How Electricity Actually Works


In November of last year I posted a Vertasium YT vid titled "The Big Misconception About Electricity".  Well it caused quite a stir and like an arachnid had many legs many of which attempted to draw A'gonrs into the poison fangs!

Well, here is the follow-up to that original vid which caused quite a stir in the "intellectual" community as well.

Vertasium "How Electricity Actually Works".

 

This does have implications for our audio cabling...

Regards,

barts 

128x128barts

Einstein, like all big brains was confident perhaps to the point of arrogance (at times). However, he was also humble enough to admit he was wrong and did that when he was proven wrong.

When Einstein submitted a paper arguing that gravitational waves don't exist to Physical Review, the journal’s editor sent it back to for revisions. Outraged, Einstein withdrew it. By the time he submitted it to another journal, he had corrected his mistake. The revised paper argued that gravitational waves do, in fact, exist.

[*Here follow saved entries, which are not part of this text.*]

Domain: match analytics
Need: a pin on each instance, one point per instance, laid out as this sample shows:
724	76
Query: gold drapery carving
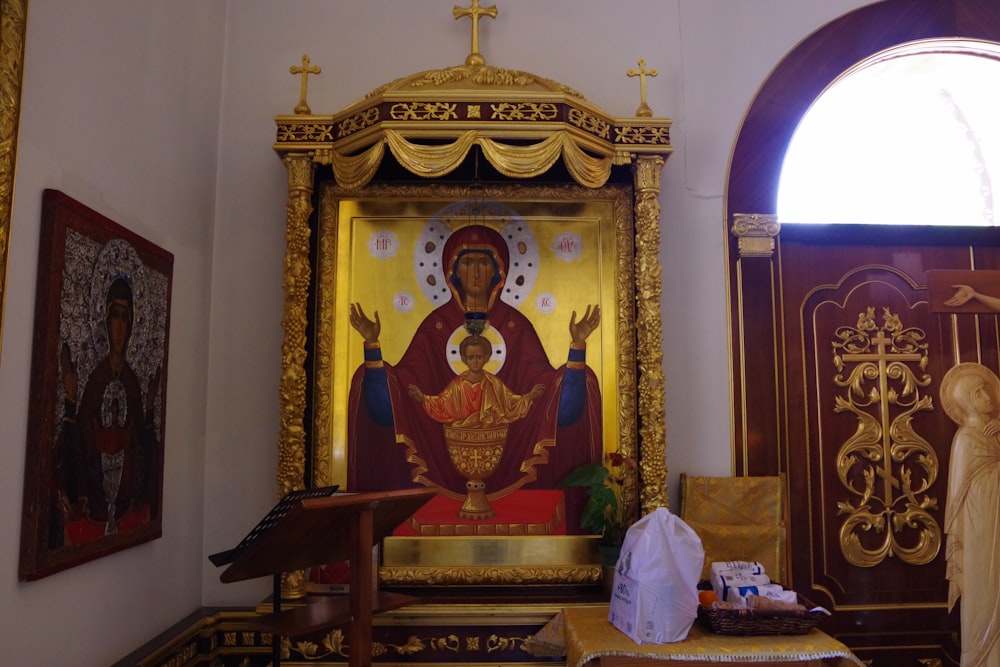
435	161
882	369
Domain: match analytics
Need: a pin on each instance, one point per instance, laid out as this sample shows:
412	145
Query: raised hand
579	331
961	296
368	329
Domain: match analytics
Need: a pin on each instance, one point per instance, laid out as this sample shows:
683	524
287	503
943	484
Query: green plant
606	512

Almost every "great" physicist and engineer I have worked with will argue to the death that they are right. When you are in their field, they are not humble. However, what separates them from the not great ones is while they are arguing to the death, there is a little voice in their head going "maybe I am wrong". Arguing to the death is part of their process, even if unconsciously, for testing and refining their ideas. The not great ones don't have that voice. Their arguments become emotional, perhaps personal, and they won't go back and look for errors and test their hypothesis, but will look for reasons they are right. Even when it becomes obvious, even to them, that they are wrong, they look for ways to make it seem like something extraneous was responsible for their failing.

@deludedaudiophile -

     Thank you for establishing the point I made, in an earlier post, regarding not always believing oneself to be THE POPE!

                                                                  As I posted::

Feynman was and will remain, my favorite lecturer (yeah: I’m that old).

He mentioned often (and: I took to heart) his favorite Rule of Life: "Never stop learning!"

For all his genius, he never grew overly confident in his beliefs. The perfect obverse to the Dunning-Kruger sufferer.

ie: “I can live with doubt and uncertainty and not knowing. I think it is much more interesting to live not knowing than to have answers that might be wrong.”

and: “I have approximate answers, and possible beliefs, and different degrees of certainty about different things, but I’m not absolutely sure of anything.”

Tesla is probably my favorite innovator, who (despite the incessant, projectile vomit, from his day’s naysayers), took the World, kicking and screaming, into the 20th century, with his inventions.

 

"However, what separates them from the not great ones is while they are arguing to the death, there is a little voice in their head going "maybe I am wrong". "

To carlsbad

581 posts

 

@builder3 I'd say that there are a lot of affluent people here...seems there is a low positive correlation between detailed technical knowledge and fiscal success.

------

Just as there's an obvious and direct correlation between how impressed you are with yourself and how much of a complete jack**s you are

When I don't understand something and my head starts spinning I just remind myself the earth is the center of the universe and not to wander over the edge.

Some day we will understand electricity, but today is not that day.